OpenRC can be run from its own init process

Nice find. I'll modify my first commit to detect openrc-init from /proc/cmdline too.

So perhaps the simplest way forward would be to rely on the user installing geoip-shell in the same runlevel which they normally run the machine in

I agree that assumption is both the simplest and most reasonable way.

and adding [depend() { need net }] to the init script

That won't work as-is, because the restore functionality is run as a #!/bin/sh script, not a #!/sbin/openrc-run script.

Unless you're suggesting to change from an OpenRC local.d script to making a full OpenRC initscript to perform the restore? I don't think that's necessary. You already have a great script which handles the restore command, it would needlessly complex to write a full initscript just to call the existing restore command.

net is available by the time local.d scripts run, because local has depend() { after * }.

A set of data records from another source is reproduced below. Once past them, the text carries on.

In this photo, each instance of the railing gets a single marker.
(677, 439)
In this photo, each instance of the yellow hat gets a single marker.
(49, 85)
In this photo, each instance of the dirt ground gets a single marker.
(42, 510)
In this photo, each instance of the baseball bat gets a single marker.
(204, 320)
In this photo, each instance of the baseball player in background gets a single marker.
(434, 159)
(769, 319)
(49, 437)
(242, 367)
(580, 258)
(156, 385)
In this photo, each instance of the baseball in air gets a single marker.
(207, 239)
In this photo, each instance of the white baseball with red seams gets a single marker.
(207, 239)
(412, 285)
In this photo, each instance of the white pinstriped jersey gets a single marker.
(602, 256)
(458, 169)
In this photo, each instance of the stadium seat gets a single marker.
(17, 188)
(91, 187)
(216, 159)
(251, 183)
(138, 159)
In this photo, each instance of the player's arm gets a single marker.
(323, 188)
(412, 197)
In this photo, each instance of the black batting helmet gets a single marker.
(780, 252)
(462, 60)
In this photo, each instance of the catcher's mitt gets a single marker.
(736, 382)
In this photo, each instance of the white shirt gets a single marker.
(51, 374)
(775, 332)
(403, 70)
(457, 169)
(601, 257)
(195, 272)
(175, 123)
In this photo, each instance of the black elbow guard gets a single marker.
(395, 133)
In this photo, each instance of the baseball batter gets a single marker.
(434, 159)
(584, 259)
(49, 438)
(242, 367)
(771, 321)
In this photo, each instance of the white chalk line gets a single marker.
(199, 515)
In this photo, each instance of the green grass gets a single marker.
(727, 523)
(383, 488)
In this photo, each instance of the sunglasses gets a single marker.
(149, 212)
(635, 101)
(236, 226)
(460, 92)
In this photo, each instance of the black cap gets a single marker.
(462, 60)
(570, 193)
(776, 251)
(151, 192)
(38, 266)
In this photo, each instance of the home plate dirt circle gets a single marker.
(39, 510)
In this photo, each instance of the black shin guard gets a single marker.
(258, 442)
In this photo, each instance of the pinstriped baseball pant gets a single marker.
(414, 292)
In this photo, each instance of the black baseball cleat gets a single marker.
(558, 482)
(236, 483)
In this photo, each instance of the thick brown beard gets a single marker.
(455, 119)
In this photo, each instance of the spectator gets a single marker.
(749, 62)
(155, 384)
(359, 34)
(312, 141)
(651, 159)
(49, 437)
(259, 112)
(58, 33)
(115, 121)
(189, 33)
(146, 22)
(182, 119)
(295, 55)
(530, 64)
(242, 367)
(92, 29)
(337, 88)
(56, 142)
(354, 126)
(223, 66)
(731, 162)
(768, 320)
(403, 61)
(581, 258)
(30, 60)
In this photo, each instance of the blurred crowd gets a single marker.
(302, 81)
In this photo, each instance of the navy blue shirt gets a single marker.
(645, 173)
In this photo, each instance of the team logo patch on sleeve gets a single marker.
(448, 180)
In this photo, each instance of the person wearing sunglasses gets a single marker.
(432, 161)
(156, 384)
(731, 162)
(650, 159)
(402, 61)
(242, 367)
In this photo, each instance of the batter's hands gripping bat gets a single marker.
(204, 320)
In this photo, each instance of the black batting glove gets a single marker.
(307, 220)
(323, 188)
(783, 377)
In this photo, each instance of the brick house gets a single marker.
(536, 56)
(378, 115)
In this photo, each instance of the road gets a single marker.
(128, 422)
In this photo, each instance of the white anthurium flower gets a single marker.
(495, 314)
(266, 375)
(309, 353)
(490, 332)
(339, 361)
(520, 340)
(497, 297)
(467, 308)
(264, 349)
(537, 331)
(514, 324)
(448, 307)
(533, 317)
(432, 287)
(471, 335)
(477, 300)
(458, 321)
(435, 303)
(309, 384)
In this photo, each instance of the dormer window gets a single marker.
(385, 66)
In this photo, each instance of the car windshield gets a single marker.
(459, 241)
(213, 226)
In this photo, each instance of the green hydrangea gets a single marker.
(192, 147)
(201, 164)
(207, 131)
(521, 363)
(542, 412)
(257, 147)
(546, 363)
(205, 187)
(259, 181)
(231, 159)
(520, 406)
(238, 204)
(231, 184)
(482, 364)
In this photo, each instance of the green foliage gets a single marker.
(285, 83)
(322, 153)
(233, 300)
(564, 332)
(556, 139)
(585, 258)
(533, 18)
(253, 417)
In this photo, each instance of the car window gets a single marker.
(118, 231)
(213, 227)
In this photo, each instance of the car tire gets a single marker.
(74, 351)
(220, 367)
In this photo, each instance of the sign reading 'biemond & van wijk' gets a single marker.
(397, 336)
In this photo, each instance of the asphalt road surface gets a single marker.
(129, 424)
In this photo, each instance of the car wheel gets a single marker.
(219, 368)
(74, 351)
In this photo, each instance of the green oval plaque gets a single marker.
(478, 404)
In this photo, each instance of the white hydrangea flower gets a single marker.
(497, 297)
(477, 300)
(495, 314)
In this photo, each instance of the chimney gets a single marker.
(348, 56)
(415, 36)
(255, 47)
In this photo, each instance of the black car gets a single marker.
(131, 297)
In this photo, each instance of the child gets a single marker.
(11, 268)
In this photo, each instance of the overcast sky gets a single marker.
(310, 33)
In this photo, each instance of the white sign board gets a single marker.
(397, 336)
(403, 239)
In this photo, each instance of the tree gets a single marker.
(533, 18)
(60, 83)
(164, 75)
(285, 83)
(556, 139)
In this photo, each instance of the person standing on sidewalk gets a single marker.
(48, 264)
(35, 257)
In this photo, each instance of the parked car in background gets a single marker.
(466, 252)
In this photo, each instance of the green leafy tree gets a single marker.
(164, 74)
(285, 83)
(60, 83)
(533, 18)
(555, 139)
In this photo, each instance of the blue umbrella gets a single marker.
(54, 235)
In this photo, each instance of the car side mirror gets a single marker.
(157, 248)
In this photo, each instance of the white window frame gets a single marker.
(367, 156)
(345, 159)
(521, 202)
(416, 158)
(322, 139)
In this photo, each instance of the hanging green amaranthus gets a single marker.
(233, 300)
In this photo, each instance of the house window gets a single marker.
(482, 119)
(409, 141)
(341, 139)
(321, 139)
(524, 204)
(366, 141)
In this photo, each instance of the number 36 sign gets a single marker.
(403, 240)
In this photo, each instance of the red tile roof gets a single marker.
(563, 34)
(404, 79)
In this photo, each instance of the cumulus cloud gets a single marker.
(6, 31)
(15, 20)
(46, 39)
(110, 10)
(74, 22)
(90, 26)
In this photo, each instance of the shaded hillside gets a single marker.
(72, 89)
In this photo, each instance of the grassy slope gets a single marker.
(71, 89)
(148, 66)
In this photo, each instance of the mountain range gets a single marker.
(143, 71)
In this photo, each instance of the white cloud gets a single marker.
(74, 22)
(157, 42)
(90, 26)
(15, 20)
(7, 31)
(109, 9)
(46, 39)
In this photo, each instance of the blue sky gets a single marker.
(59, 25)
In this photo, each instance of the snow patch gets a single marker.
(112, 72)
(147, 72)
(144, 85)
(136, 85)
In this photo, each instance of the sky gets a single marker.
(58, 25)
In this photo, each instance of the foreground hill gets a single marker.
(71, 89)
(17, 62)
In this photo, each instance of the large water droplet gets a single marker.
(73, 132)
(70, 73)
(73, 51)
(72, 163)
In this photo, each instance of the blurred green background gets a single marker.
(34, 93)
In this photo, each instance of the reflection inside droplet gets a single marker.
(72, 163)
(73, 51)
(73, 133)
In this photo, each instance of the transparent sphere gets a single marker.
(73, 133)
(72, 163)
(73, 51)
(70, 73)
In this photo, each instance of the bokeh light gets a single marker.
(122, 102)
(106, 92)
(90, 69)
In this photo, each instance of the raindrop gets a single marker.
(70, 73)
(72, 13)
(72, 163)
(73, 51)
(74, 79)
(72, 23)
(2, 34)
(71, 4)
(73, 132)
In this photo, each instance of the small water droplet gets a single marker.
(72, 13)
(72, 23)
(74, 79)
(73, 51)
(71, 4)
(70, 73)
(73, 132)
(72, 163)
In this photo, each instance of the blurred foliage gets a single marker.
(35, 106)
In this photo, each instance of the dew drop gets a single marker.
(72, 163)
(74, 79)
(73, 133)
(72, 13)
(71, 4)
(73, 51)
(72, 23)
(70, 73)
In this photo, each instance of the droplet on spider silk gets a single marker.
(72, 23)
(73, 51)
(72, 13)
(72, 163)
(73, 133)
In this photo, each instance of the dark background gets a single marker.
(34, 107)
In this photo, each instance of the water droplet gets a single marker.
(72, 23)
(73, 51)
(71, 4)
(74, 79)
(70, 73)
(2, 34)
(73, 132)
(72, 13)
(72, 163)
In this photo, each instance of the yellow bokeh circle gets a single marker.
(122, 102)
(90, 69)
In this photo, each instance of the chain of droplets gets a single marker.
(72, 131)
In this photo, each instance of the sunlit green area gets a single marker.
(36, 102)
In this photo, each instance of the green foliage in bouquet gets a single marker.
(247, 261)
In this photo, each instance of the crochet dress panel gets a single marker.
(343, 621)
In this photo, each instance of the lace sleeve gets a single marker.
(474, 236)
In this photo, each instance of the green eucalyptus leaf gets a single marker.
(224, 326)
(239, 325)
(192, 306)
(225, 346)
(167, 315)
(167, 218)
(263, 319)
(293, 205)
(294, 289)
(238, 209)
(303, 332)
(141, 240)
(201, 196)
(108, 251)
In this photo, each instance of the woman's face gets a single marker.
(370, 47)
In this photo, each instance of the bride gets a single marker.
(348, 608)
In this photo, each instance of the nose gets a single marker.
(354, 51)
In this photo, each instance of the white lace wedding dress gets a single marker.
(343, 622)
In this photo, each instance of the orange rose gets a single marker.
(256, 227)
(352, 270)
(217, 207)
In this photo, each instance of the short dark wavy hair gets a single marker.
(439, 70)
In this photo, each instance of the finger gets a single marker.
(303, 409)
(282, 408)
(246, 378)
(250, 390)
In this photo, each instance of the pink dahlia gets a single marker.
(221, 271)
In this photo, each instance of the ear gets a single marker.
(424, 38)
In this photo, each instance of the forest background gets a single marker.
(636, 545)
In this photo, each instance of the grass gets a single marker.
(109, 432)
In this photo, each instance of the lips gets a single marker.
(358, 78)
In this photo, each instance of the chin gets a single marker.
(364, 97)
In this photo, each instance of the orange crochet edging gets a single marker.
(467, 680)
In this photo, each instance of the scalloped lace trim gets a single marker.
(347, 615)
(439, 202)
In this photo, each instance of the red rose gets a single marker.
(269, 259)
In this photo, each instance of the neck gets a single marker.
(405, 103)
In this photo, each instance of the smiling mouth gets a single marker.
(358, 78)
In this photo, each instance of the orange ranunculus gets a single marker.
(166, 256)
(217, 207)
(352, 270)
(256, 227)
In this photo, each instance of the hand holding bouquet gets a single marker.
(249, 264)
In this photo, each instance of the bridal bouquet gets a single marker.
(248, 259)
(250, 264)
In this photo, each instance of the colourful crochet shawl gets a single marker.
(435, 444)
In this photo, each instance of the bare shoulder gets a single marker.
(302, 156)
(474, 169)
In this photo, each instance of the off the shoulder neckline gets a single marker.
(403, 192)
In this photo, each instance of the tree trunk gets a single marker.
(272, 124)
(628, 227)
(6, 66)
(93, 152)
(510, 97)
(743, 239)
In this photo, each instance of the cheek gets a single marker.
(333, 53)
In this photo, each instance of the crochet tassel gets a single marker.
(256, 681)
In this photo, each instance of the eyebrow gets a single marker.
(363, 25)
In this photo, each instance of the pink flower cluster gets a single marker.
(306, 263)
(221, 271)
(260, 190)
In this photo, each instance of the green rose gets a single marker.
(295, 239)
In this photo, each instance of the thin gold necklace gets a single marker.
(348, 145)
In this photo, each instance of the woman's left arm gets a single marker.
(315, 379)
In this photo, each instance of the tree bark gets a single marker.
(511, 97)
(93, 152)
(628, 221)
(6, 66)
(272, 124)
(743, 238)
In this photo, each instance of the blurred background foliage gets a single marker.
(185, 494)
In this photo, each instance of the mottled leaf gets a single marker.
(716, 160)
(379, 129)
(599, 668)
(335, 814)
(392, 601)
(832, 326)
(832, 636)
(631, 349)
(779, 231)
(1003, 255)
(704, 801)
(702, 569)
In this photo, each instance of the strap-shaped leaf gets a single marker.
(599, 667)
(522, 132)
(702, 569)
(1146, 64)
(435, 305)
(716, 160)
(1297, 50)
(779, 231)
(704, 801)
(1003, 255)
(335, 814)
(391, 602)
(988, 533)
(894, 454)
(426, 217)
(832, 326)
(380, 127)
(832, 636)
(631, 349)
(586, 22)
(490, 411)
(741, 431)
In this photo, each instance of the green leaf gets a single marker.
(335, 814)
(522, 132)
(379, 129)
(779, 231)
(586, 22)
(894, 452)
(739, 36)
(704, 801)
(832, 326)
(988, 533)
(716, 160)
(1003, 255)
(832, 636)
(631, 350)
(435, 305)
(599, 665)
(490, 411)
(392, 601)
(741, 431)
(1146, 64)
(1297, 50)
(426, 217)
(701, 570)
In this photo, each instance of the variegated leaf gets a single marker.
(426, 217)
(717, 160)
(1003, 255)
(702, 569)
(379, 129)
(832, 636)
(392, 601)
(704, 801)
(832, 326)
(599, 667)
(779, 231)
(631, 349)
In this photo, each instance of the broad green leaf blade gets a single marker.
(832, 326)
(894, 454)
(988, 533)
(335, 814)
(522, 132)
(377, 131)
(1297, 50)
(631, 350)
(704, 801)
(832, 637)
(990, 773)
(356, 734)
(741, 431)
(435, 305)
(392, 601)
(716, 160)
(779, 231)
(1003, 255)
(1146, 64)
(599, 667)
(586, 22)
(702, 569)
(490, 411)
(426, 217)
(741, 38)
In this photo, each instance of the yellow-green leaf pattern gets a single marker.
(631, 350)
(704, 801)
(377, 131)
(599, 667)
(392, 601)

superjamie avatar Sep 12 '24 03:09 superjamie

A useful feature of the need directive is that when specified services are restarted, that will also restart geoip-shell. I was actually thinking about adding firewall to the dependencies, which would trigger geoip-shell restart on firewall restart, thus restoring the functionality automatically when the firewall is restarted. Not sure which keyword to use for the need directive (I assume the keyword should be found in the provides directive of firewall-providing init scripts). This will probably require a full-blown init script, but is it so hard to put together?

friendly-bits avatar Sep 12 '24 03:09 friendly-bits

This has become longer than I have the spare time for. A one-line local script is now detecting an init system in a distro I don't use and writing a full initscript for an init system I am not really that familiar with.

If any of this has been useful to you, please feel free to use it. I elevate all I've done here to the public domain under Creative Commons Zero and waive all rights.

Thank you for your script and all the best.

superjamie avatar Sep 13 '24 09:09 superjamie

I understand. I will try to implement this feature by myself. Your ideas are appreciated and will definitely be useful.